• Banno
    30.1k
    wondermentWayfarer

    Will bafflement suffice?
  • Banno
    30.1k
    ...wonderment...Wayfarer
    ...which I much prefer to bafflement... :confused:
  • Wayfarer
    26k
    Yeah probably a better word. All I’m trying to avoid is the taken-for-grantedness that seems to inhere in ‘that’s just how we do it.’
  • Banno
    30.1k


    Crossed two versions of that post... I'm baffled as to how.
  • Janus
    17.9k
    Not a source of wonder?
  • Banno
    30.1k
    I wondered how it happened - but was baffled.

    I must have had two windows opened, unawares.
  • Lewis25
    1
    A few things strike us as necessarily true, like basic logic and math, but that isn’t the same as claiming there must be some particular thing that exists. When people ask whether anything exists necessarily, a lot hangs on whether “there could have been nothing at all” and if that makes sense. I for one would say “absolute nothing” is not a real option, because even trying to describe it uses ideas like “is,” “not,” and “could,” which already assume a background where talk and truth have a foothold. You could reasonably conclude that reality can’t be completely empty. But even if that’s right, it doesn’t automatically mean there’s one special thing that exists no matter what. It could simply be that there’s always something there, while what that “something” is can vary: in every possible version of reality there is at least one occupant, yet for any particular occupant you pick, there could have been a version where it never existed at all. In that sense, existence might be unavoidable even if every individual thing is still contingent.
  • Esse Quam Videri
    98
    @Banno @Joshs @Philosophim

    There has been a lot of drift in the discussion since the opening replies to the OP, so I'm going to try to recapitulate my stance by gathering the loose threads and tying them back to the original question asked by the OP. Sorry for the length, but there's a lot to consolidate.

    In my exchange with @Joshs I've been trying to clarify a persistent misunderstanding. I’m not treating norms, intelligibility, or truth-conditions as items in the domain, nor confusing formation rules with what those rules are about. The issue isn’t ontological inflation.

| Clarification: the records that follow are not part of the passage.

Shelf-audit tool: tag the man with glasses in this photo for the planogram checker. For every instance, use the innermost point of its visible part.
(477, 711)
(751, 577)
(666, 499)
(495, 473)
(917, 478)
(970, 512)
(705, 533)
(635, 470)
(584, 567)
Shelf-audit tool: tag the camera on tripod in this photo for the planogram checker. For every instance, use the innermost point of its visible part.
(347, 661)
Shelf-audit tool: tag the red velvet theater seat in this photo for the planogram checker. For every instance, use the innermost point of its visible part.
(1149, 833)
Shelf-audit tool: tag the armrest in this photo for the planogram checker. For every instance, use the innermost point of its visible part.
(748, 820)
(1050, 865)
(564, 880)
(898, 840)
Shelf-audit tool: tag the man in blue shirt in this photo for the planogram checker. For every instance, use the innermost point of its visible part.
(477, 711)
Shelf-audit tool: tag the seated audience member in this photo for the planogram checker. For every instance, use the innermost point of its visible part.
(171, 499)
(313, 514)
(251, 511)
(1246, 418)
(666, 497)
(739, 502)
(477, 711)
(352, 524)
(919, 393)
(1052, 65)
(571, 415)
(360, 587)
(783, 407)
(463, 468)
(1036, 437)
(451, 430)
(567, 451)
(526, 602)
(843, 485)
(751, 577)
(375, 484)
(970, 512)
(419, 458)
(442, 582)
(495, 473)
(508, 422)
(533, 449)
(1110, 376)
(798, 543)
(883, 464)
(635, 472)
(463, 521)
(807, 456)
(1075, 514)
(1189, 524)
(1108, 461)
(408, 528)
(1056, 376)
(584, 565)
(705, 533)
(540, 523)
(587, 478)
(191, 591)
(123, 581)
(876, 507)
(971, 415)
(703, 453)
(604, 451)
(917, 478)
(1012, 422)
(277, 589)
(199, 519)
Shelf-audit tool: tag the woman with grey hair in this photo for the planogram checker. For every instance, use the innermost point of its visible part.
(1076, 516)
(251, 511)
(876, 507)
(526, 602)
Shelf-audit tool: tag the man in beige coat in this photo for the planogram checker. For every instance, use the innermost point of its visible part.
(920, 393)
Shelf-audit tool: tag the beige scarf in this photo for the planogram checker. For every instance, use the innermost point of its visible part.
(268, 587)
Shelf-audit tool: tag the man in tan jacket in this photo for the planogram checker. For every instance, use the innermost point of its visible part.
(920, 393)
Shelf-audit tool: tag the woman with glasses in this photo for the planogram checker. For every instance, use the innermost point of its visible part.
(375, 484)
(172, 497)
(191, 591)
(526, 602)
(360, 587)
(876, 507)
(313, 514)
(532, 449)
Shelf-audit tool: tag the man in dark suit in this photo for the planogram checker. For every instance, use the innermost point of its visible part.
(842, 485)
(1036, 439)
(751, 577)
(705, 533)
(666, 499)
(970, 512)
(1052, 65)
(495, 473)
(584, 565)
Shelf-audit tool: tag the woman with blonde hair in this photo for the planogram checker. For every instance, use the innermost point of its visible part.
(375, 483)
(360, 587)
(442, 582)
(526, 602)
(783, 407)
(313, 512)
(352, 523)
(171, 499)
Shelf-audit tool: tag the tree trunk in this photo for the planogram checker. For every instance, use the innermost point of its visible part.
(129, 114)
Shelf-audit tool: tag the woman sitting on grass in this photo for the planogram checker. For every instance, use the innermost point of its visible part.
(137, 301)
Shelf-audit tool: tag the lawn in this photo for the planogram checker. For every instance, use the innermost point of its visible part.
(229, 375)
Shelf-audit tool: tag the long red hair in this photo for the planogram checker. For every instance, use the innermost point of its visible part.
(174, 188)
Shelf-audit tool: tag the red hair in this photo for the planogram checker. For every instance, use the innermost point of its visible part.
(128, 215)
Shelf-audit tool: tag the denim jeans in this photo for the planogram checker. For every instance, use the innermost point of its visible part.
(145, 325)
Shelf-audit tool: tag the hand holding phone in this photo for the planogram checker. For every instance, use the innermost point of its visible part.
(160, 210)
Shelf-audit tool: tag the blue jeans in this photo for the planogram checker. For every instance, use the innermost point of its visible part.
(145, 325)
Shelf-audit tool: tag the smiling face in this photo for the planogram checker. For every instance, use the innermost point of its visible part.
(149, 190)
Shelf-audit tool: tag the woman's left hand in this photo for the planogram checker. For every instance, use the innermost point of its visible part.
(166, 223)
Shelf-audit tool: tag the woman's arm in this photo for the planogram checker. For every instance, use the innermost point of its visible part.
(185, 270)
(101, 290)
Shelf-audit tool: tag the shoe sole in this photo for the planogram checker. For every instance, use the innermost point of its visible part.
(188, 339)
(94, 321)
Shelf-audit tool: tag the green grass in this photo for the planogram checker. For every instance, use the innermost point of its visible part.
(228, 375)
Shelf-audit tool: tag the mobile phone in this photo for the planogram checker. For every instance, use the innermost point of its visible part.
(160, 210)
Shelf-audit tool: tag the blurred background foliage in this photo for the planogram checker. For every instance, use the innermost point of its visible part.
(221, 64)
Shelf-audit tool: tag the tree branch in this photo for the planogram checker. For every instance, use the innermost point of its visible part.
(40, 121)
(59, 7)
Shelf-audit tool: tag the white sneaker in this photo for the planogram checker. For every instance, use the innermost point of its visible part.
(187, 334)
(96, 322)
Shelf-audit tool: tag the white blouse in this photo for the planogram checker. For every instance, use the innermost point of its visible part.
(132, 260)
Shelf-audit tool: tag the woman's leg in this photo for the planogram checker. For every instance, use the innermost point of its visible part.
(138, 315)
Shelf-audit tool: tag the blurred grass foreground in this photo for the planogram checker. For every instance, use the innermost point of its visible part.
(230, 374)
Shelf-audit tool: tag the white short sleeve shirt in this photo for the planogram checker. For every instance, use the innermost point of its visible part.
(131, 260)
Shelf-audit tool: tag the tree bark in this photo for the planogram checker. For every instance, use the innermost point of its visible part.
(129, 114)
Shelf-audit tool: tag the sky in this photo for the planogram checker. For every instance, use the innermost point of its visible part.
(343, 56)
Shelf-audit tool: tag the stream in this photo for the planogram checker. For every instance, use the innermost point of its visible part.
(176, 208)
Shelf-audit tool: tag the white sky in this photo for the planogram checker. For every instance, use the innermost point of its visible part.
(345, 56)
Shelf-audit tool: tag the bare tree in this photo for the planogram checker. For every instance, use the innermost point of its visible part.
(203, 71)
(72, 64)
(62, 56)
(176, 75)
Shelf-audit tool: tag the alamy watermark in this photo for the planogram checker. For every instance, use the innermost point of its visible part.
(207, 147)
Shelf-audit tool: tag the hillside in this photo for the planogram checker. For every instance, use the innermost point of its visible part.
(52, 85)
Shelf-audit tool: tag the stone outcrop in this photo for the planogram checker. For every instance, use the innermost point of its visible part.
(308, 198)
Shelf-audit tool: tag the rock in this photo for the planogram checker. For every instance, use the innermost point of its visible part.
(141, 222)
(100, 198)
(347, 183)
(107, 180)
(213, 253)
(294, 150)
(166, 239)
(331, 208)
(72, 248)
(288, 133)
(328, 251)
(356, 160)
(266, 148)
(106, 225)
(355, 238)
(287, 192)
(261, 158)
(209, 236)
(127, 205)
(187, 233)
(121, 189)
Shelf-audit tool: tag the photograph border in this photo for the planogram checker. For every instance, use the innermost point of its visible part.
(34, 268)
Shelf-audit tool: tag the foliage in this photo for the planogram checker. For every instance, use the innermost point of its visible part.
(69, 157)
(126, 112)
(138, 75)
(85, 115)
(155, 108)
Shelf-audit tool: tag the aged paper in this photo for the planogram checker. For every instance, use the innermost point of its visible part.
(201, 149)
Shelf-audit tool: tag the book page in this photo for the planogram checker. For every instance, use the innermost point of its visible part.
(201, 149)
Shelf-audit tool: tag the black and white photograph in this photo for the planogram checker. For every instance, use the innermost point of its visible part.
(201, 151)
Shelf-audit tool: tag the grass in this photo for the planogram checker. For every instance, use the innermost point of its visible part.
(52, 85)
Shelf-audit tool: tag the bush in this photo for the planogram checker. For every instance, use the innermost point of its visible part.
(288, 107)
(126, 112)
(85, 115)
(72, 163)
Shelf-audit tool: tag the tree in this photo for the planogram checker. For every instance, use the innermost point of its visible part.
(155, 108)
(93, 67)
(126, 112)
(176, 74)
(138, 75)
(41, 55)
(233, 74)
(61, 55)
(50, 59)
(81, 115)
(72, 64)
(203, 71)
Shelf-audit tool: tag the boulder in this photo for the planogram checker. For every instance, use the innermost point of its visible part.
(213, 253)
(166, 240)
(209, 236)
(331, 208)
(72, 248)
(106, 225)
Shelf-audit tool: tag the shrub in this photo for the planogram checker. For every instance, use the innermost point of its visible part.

The point is that modal semantics already presupposes truth-apt judgment; the distinction between being right and merely being coherent within a framework. My original objection to Meillassoux’s “absolute contingency” was that it relies on that distinction while denying that anything non-optional obtains at the level of reality itself.

    So @Banno, I was not asking modal logic to generate metaphysical necessity, nor claiming it forces a necessary being. I was questioning whether modal frameworks can underwrite the metaphysical thesis that nothing whatsoever must be the case (per Meillasoux), given what they presuppose in order to function. That’s a methodological disagreement about what modal structure tracks, not a confusion about grammar or model theory.

    I think part of the difficulty here is that we’ve been talking a lot about norms and practices, but not enough about the act of judgment itself. In inquiry, there’s a real difference between continuing to ask questions and reaching a point where no further relevant questions remain without undermining the reasons already in play. To judge that something is the case is not merely to conform to a practice or stabilize commitments; it’s to take responsibility for the claim that the relevant conditions have been met. That’s why judgment is truth-apt in a way that rule-following alone isn’t.

    While judgment doesn’t require a metaphysical guarantor in the sense of an external foundation, it also isn’t neutral with respect to necessity. When we judge that something is the case, we commit ourselves to the claim that, given the relevant conditions, it cannot be otherwise without error. That is a minimal but genuine sense of necessity; one that arises from inquiry itself rather than being imposed from outside it. Practices can explain how we arrive at judgments; judgment explains why certain denials are no longer optional once understanding has been achieved.

    If we take judgment seriously in this way, it doesn’t just commit us to particular necessities (“given these conditions, this must be so”), but raises a further question about the totality of conditions themselves. Inquiry doesn’t only ask whether this or that claim is adequately grounded, but whether reality as such is intelligible or merely a brute fact. If everything were conditioned without remainder, then the responsible affirmation of any claim as finally true would be undermined in principle, since further conditions could always be demanded. Yet inquiry does make such affirmations, not dogmatically, but as answers to questions that have been adequately satisfied.

    That commitment points beyond any particular conditioned object or causal explanation to something unconditioned; not as an entity within the universe, nor as an empirical cause among others. This “beyond” is not introduced as a further hypothesis or item in the domain, but as what inquiry already relies on when it affirms that its judgments are answerable to how things are, rather than to nothing at all. To deny this would not simply revise our ontology, but would undercut the very distinction between getting things right and merely going on coherently. In that sense, the unconditioned is not merely thinkable or regulative, but real; not by possessing existence as a further attribute, but by not being the sort of thing whose existence could be contingent on conditions. Its reality is inseparable from its role as the ultimate term of judgment, rather than an object among objects. My suggestion is that inquiry can bottom out here without incoherence, without a priori posits, and even without appeal to a cosmic mind/subject.